REPUBLIKA.CO.ID, YOGYAKARTA -- Keputusan Mahkamah Konstitusi (MK) yang menolak permohonan judicial review (pengkajian ulang) dari Yusril Ihza Mahendra mendapat tanggapan Wiranto. Ketua Umum DPP Partai Hanura tersebut menyayangkan dan menilai hal itu memasung hak politik partai dan terutama masyarakat.
"Keputusan MK itu juga bertentangan dengan UUD pasal 6 ayat 2. Dalam ayat itu disebutkan, capres dan cawapres diusulkan oleh parpol atau gabungan parpol sebelum pemilu dilaksanakan," jelas Wiranto saat berada di pesawat dari Jakarta menuju Yogyakarta, Jumat (21/3).
Ia menambahkan, sesuai ketentuan UUD tersebut, setiap partai politik yang lolos atau ikut pemilu otomatis bisa mengajukan capres dan cawapres.

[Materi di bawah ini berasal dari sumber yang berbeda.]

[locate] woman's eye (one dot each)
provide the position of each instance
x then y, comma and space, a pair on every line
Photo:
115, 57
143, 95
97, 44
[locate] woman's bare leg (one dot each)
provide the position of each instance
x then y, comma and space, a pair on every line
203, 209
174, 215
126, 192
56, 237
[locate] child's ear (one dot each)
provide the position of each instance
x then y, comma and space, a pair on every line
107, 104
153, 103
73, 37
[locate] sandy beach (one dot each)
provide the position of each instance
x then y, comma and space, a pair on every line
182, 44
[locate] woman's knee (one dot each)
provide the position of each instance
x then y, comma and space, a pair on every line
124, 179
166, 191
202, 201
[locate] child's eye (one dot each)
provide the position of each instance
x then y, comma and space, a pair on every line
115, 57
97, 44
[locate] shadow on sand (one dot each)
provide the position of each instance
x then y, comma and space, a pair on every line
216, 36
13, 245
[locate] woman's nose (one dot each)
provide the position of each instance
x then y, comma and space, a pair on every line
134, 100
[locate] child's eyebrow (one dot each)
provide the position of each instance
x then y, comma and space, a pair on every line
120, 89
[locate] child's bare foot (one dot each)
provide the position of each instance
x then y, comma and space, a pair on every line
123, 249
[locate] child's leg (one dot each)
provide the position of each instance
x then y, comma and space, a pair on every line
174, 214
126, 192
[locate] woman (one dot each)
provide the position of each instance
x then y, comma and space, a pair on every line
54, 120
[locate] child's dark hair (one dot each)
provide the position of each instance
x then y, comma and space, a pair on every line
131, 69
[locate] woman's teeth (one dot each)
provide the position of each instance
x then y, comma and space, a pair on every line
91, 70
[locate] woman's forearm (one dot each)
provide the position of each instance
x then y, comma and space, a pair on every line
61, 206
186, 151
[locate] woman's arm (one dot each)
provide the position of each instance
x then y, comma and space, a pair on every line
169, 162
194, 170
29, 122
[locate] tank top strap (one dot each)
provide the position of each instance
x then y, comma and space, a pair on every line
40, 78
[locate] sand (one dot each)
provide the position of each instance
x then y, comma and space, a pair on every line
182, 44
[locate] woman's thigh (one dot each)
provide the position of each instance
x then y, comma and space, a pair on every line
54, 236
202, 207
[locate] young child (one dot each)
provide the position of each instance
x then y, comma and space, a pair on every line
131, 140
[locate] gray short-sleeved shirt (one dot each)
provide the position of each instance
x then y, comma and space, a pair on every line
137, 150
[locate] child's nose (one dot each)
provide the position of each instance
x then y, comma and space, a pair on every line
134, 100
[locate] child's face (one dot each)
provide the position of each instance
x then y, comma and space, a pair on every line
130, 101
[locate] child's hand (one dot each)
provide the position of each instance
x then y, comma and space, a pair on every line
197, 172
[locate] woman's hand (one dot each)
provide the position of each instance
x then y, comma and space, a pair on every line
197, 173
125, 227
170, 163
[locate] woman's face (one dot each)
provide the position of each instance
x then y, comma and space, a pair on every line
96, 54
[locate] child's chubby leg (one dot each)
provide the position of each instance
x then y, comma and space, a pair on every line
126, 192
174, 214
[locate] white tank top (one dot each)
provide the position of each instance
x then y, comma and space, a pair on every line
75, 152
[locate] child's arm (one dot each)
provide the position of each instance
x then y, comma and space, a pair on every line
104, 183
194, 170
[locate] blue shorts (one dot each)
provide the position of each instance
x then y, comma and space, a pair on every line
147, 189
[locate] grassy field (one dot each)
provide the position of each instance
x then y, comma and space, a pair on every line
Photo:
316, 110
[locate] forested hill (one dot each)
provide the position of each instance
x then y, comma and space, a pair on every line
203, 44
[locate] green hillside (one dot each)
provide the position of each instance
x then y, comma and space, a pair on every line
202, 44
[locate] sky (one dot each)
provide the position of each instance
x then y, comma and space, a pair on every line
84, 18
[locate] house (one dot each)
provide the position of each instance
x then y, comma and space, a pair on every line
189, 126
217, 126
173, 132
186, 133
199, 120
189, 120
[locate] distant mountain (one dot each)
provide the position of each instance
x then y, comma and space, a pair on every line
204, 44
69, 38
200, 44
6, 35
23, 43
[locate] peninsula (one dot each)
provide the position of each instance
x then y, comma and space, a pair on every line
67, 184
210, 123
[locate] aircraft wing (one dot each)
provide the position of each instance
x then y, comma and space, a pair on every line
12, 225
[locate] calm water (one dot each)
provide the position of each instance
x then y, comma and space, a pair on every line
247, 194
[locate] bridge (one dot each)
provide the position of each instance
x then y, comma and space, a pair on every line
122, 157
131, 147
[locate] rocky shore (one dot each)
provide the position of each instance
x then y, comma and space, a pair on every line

Tak ada embel-embel, kata Wiranto, partai harus mendapat suara sekian persen dan lolos presidential threshold.
Dalam pandangan Wiranto, keputusan MK itu merupakan pemaksaan kehendak. Ini sekaligus juga menutup keinginan rakyat untuk mendapatkan calon presiden yang potensial.
"Calon-calon presiden yang terbaik dan memiliki kompetensi memadai akan terhambat untuk bisa ikut kompetisi. Hal itu berarti pula masyarakat tak mendapat keadilan," kilahnya.
Bagi Hanura, papar Wiranto, hal itu tak menjadi masalah. Memang tidak mudang untuk bisa mendapatkan angka presidential threshold yang mencapai 20 persen.
"Bukan tak mungkin angka 20 persen itu bisa kami capai. Kami akan bekerja lebih keras untuk mendapatkan hal itu," ujarnya dalam siaran persnya yang diterima ROL.
Hanura akan terus melakukan gerakan dengan berpegang teguh pada hati nurani. Ini dimaksudkan agar nilai-nilai kebaikan dan kebenaranlah yang menjadi pegangan masyarakat dan kader Hanura.
Ia yakin masyarakat atau rakyat menginginkan perubahan. Perubahan itu, jelasnya, hanya akan datang dari pemimpin yang berkuallitas dan mumpuni.
"Kami sudah siap sejak Juli 2013 dengan menetapkan Wiranto dan Hary Tanoesoedibjo sebagai capres dan cawapres," kata dia. Karena itu, Hanura bertekad untuk terus mengusung pasangan ini dalam setiap kesempatan berkampanye.